February 14, 2011 ( – A new bill introduced to the Illinois Senate would change state laws to require homeschooled children to be registered with the State Board of Education.  It is being opposed by homeschooling families and support groups, including the Home School Legal Defense Association (HSLDA).

HSLDA has called the bill “the greatest threat to Illinois homeschoolers in more than a decade.” 

In Illinois, homeschooling is currently considered a private school option. However, Senate Bill 136 proposes to change the existing law to require that children attending private schools in the state be registered annually with the State Board of Education. 

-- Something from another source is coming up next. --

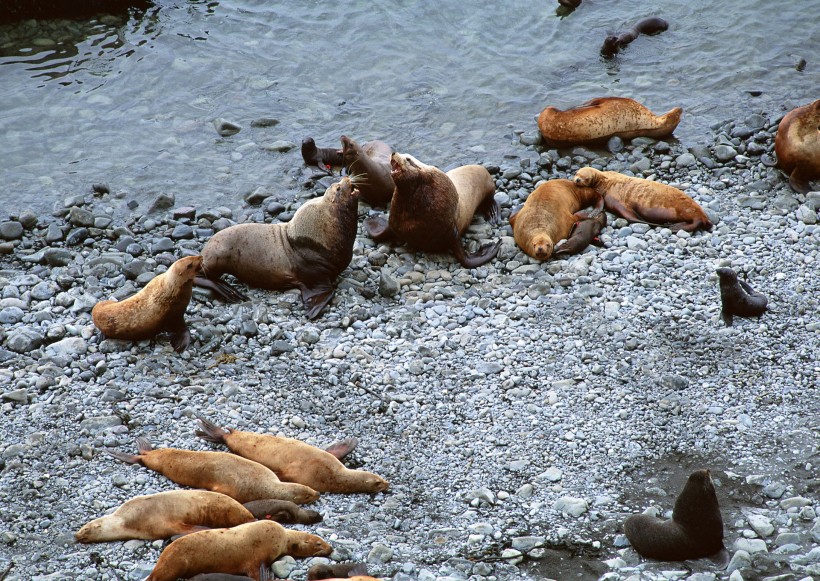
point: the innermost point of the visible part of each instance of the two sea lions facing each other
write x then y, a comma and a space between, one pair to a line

State Senator Ed Maloney, the bill’s sponsor, told The Illinois Review last week that the bill is specifically aimed at homeschoolers.

“We’re not going for the private school students, we’re going to change that [in the proposal].  What we want to know is where the homeschoolers are.  It’s as simple as that,” said Maloney.

Maloney said the lack of restrictions on homeschooling prompted the bill.  “There is virtually no regulation, no curriculum requirements, no periodic checking on their progress,” he said. “Regional superintendents are telling me that they have no way of determining whether the homeschooled students are truant.”

HSLDA responded, however, that the bill “would give the Illinois Department of Education literally unlimited power to dictate what information homeschoolers must submit.” The organization has strongly encouraged concerned parents to contact their senators.

HSLDA is also encouraging families to attend the Education Committee hearing on the issue, which will be held Tuesday, February 15 at 10:45 a.m. in Room 212 in the state Capitol, Springfield, Ill.

Meanwhile, New Hampshire also faces homeschooling bills that would change the look of homeschooling in the state.  Currently, New Hampshire is one of the most restrictive states regarding homeschooling, requiring annual registration and assessment, as well as the keeping of thorough records of student work for two years.

Three bills concerning homeschooling have been brought to the New Hampshire House this year.  Bills 301, 545, and 595 are currently being merged into one bill that is scheduled for an executive session on February 24.

HSLDA has provided extensive background on each House Bill and supports, or is neutral, on each.

Bill 545 would repeal the Department of Education’s rulemaking authority for home education. 

Bill 301, sponsored by Representative James Parison, a homeschooling father of six and president of Christian Home Educators of New Hampshire (CheNH), goes further than Bill 545, and would create a simpler homeschool law to recognize the rights of parents, require only one notification and protect homeschooling parents’ privacy.

Bill 595 removes “homeschooling” from New Hampshire law in favor of “parent-directed” education, making parents accountable to “determine and direct” their children’s education.

HSLDA has extended its strongest support for Bill 301. They have requested concerned parents to contact the subcommittee that is currently preparing the merged bill to present to the floor, and urge them to adopt the amendments in Bill 301 as the most reasonable approach to homeschooling.